While native blood group A-like glycans have not been demonstrated in prokaryotic microorganisms as a source of human "natural" anti-A isoagglutinin production, and metazoan eukaryotic N-acetylgalactosamine O-glycosylation of serine or threonine residues (O-GalNAc-Ser/Thr-R) does not occur in bacteria, the O-GalNAc glycan-bearing ovarian glycolipids, discovered in C57BL/10 mice, are complementary to the syngeneic anti-A-reactive immunoglobulin M (IgM), which is not present in animals that have undergone ovariectomy prior to the onset of puberty.

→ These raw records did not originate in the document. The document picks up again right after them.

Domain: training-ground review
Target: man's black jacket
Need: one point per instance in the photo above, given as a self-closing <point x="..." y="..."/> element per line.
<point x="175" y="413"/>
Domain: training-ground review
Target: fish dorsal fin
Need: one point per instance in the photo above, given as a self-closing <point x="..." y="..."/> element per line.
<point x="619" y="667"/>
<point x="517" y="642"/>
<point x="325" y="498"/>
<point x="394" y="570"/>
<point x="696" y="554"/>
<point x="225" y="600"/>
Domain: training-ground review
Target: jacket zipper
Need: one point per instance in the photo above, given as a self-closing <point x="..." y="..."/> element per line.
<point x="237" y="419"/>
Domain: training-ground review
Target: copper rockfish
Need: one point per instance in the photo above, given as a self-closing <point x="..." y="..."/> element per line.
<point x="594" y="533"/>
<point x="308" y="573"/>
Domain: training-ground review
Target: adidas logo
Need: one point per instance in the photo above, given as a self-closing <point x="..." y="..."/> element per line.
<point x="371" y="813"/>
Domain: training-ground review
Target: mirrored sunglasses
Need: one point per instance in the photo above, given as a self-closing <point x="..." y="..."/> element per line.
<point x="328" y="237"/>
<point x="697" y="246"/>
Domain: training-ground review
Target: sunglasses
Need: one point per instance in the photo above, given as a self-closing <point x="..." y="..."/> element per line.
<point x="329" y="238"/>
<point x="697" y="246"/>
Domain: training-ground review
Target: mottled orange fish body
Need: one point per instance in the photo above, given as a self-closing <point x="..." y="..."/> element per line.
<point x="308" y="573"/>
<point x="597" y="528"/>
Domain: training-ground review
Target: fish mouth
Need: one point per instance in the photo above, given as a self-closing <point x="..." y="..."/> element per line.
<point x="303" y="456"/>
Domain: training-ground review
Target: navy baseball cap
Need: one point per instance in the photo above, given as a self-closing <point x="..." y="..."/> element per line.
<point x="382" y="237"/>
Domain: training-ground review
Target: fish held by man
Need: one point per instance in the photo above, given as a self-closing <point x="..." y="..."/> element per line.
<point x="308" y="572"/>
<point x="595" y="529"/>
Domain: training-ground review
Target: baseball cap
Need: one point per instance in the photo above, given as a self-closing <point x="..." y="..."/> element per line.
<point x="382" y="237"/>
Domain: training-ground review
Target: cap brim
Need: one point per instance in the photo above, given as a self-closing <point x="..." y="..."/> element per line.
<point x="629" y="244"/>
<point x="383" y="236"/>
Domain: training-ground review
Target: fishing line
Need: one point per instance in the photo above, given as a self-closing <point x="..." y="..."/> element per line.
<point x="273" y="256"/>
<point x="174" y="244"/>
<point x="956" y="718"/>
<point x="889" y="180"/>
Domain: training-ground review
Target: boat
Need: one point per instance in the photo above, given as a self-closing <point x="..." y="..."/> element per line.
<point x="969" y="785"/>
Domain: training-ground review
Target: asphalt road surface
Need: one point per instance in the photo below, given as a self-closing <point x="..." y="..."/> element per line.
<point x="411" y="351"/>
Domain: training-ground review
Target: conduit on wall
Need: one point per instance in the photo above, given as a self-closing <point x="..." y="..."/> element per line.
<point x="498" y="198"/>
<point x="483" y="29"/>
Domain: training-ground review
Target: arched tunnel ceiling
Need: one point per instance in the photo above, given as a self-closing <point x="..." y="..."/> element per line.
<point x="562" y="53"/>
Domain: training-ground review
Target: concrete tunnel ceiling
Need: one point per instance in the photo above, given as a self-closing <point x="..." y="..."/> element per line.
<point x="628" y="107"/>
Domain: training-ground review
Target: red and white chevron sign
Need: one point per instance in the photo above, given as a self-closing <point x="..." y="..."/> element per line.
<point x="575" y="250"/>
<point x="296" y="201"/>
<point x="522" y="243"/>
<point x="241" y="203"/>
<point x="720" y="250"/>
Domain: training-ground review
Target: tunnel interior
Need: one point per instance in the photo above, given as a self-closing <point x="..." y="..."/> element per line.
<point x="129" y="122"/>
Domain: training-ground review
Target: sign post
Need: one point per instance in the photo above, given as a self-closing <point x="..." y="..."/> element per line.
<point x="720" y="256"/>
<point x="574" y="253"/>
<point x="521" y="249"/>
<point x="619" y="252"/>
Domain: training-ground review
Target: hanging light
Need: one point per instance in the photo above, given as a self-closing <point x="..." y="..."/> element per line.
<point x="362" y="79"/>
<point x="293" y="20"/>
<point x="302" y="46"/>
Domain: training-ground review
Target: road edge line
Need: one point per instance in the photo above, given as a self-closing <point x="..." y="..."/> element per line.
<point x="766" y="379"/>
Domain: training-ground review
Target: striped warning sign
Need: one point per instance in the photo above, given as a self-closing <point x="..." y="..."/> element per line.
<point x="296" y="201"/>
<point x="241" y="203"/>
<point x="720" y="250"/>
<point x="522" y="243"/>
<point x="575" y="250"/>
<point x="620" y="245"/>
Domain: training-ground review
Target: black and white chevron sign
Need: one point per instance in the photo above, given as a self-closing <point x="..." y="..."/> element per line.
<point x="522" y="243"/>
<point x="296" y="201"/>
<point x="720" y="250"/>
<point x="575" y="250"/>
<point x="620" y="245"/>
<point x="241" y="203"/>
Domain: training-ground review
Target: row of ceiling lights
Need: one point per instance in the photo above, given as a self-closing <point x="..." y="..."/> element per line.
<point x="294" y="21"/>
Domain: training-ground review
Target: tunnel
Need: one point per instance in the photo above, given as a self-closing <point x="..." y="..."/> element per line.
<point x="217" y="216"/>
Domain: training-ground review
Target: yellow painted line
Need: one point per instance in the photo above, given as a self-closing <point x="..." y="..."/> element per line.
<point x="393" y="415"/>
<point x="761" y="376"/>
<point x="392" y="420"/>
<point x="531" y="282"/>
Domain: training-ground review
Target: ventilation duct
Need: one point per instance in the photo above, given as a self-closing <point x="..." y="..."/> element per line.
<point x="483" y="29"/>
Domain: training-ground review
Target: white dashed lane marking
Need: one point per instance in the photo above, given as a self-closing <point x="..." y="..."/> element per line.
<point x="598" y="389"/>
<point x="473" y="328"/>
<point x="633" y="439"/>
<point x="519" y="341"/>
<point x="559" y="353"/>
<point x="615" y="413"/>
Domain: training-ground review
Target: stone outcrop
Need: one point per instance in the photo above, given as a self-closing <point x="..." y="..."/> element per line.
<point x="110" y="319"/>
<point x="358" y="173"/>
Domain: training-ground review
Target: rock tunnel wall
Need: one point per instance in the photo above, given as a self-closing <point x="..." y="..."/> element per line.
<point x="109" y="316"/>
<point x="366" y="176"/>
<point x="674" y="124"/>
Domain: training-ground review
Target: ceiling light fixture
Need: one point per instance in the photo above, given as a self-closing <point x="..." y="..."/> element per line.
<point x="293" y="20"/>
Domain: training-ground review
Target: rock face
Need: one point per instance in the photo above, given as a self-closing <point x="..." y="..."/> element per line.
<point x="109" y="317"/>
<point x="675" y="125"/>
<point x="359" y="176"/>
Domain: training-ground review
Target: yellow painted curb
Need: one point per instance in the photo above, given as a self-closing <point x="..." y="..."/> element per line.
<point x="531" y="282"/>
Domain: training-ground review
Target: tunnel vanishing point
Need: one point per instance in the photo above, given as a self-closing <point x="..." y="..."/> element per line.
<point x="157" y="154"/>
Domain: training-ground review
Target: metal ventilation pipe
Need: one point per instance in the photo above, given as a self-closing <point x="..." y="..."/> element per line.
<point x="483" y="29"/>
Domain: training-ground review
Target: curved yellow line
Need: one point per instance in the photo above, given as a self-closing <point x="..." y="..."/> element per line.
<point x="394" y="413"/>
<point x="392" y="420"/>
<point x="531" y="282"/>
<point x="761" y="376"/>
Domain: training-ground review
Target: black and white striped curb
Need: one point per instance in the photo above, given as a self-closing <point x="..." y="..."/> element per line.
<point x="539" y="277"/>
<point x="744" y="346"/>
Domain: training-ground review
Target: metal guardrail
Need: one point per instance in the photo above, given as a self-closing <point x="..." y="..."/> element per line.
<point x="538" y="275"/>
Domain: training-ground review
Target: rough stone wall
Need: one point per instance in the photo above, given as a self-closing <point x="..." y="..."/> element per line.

These mammalian ovarian glycolipids are complementary also to the anti-A/Tn cross-reactive Helix pomatia agglutinin (HPA), a molluscan defense protein, emerging from the coat proteins of fertilized eggs and reflecting the snail-intrinsic, reversible O-GalNAc glycosylations. The hexameric structure of this primitive invertebrate defense protein gives rise to speculation regarding an evolutionary relationship to the mammalian nonimmune, anti-A-reactive immunoglobulin M (IgM) molecule. Hypothetically, this molecule obtains its complementarity from the first step of protein glycosylations, initiated by GalNAc via reversible O-linkages to peptides displaying Ser/Thr motifs, whereas the subsequent transferase depletion completes germ cell maturation and cell renewal, associated with loss of glycosidic bonds and release of O-glycan-depleted proteins, such as complementary IgM revealing the structure of the volatilely expressed "lost" glycan carrier through germline Ser residues. Consequently, the evolutionary/developmental first glycosylations of proteins appear metabolically related or identical to that of the mucin-type, potentially "aberrant" monosaccharide GalNAcα1-O-Ser/Thr-R, also referred to as the Tn (T "nouvelle") antigen, and explain the anti-Tn cross-reactivity of human innate or "natural" anti-A-specific isoagglutinin and the pronounced occurrence of cross-reactive anti-Tn antibody in plasma from humans with histo-blood group O. In fact, A-allelic, phenotype-specific GalNAc glycosylation of plasma proteins does not occur in human blood group O, affecting anti-Tn antibody levels, which may function as a growth regulator that contributes to a potential survival advantage of this group in the overall risk of developing cancer when compared with non-O blood groups.